Fonction publique : la rigueur commence à la boutonnière
- ABDERAFIE HAMDI //
« L’habit ne fait pas le moine… mais il le trahit parfois. » — Proverbe européen..
Il n’est malheureusement plus rare — ni surprenant — de se rendre dans un service administratif pour y être accueilli par un agent vêtu comme s’il sortait de sa cuisine, de sa salle de sport, voire de sa chambre.
Et que dire de ces représentants de la nation, députés ou conseillers, apparaissant à la télévision dans des tenues qui défient les codes élémentaires de décence institutionnelle ?
Pire encore, lorsqu’un universitaire, un chercheur ou un expert est invité sur un plateau télé, c’est parfois l’indigence de sa présentation qui saute aux yeux avant même ses idées.

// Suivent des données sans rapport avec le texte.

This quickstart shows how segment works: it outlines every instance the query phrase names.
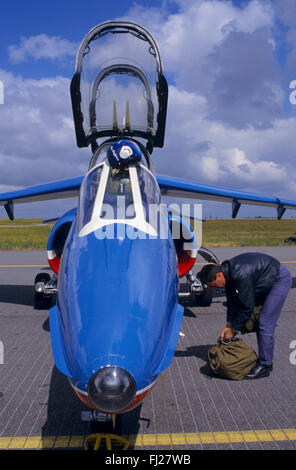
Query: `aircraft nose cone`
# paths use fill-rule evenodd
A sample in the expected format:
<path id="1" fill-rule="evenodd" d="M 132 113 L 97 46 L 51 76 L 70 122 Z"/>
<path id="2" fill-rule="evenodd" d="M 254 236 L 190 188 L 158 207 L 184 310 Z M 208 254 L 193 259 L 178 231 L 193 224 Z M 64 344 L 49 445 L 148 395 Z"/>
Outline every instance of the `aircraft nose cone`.
<path id="1" fill-rule="evenodd" d="M 133 376 L 126 370 L 109 366 L 96 371 L 88 382 L 88 395 L 101 411 L 116 413 L 125 409 L 137 391 Z"/>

On en vient à se demander : s’il accepte d’apparaître ainsi devant des millions de téléspectateurs, quelle est donc son allure devant ses étudiants dans un amphithéâtre?
Le service public, dans ses multiples expressions — administration, justice, parlement, université — semble avoir progressivement perdu cette conscience que la tenue vestimentaire n’est pas un détail. Elle est langage. Elle est symbole.
Ce relâchement s’étend désormais à des secteurs naguère exemplaires : banques, professions libérales, cabinets d’avocats … Tous subissent la même érosion du sens de la tenue, de la présentation, de la représentation.
Pourtant, dans l’histoire des civilisations — qu’elle soit islamique ou occidentale — l’apparence a toujours eu une fonction sociale et politique. Ibn Khaldoun écrivait dans sa Muqaddima :
«L’habit et l’apparence façonnent chez l’individu un état d’esprit de respect et de retenue, notamment vis-à-vis de l’autorité.»
S’agit-il donc simplement de négligences individuelles, ou bien sommes-nous face à une crise plus profonde de la symbolique institutionnelle?
Trois faits significatifs, parmi d’autres, permettent d’illustrer la gravité de la question :
• Un ancien conseiller parlementaire de la confédération démocratique du travail m’avait confié qu’un jour d’été, après une séance, il avait ôté sa cravate pour déjeuner avec un collègue.
De retour À peine arrivé au bureau , un appel de secrétaire général Mohamed Noubir Amaoui — depuis Casablanca — lui reprochait ce relâchement vestimentaire.
Pour lui, la cravate n’était pas un accessoire, mais un signe de respect envers l’institution parlementaire.
• Abbas El Fassi, dans la salle d’audience de la cour d’appel de Rabat demanda un jour à un avocat stagiaire dans son cabinet de quitter immédiatement la salle, parce que ce dernier portait une tenue inadaptée .
Ce n’était pas une simple remontrance : c’était un rappel solennel à la dignité de la robe et à la gravité du lieu.
• Et moi-même, lors d’un voyage en Tunisie après la chute du régime de Ben Ali, fus sidéré de découvrir, à l’aéroport, des agents de sécurité en sandales, chemises ouvertes, sans cravate.
Moi qui avais connu la rigueur vestimentaire de l’époque de Bourguiba ou de Ben Ali, j’y vis le symptôme d’un effondrement symbolique de l’État jusque dans ses moindres détails.
Bien sûr, chacun est libre de s’habiller comme il l’entend dans sa vie privée. Mais lorsqu’on entre dans la sphère publique, on représente plus que soi-même : on incarne une fonction, une autorité, un cadre de référence.
La solennité des institutions ne repose pas uniquement sur les textes. Elle se construit aussi, et surtout, dans les gestes, les postures, les mots… et les vêtements.
Dans certains pays, cette conscience est encadrée par des règles explicites :
• À Singapour, les agents publics sont évalués régulièrement, y compris sur leur présentation.
• Au Japon, l’uniforme est perçu non comme une contrainte, mais comme une expression du respect collectif pour le travail.
• En France ou en Allemagne, certaines administrations disposent de chartes de comportement incluant le code vestimentaire lors des cérémonies ou des réunions officielles.
Et chez nous ? le flou règne. Les institutions manquent de directives claires. Tout repose sur le « bon goût » personnel… qui vacille dès que la culture du respect s’efface.
Il est temps de rétablir une certaine tenue dans nos institutions. Pas par texte seulement mais par un projet culturel. Redonner au vêtement sa dimension symbolique, non pour juger les personnes, mais pour honorer les lieux qu’elles incarnent.
Quand un citoyen ne distingue plus un fonctionnaire d’un promeneur, un professeur d’un supporter de football, un avocat d’un influenceur TikTok, alors la crise n’est plus morale : elle devient institutionnelle.
Une institution se respecte à travers ceux qui la représentent… ou s’effondre par leurs négligences.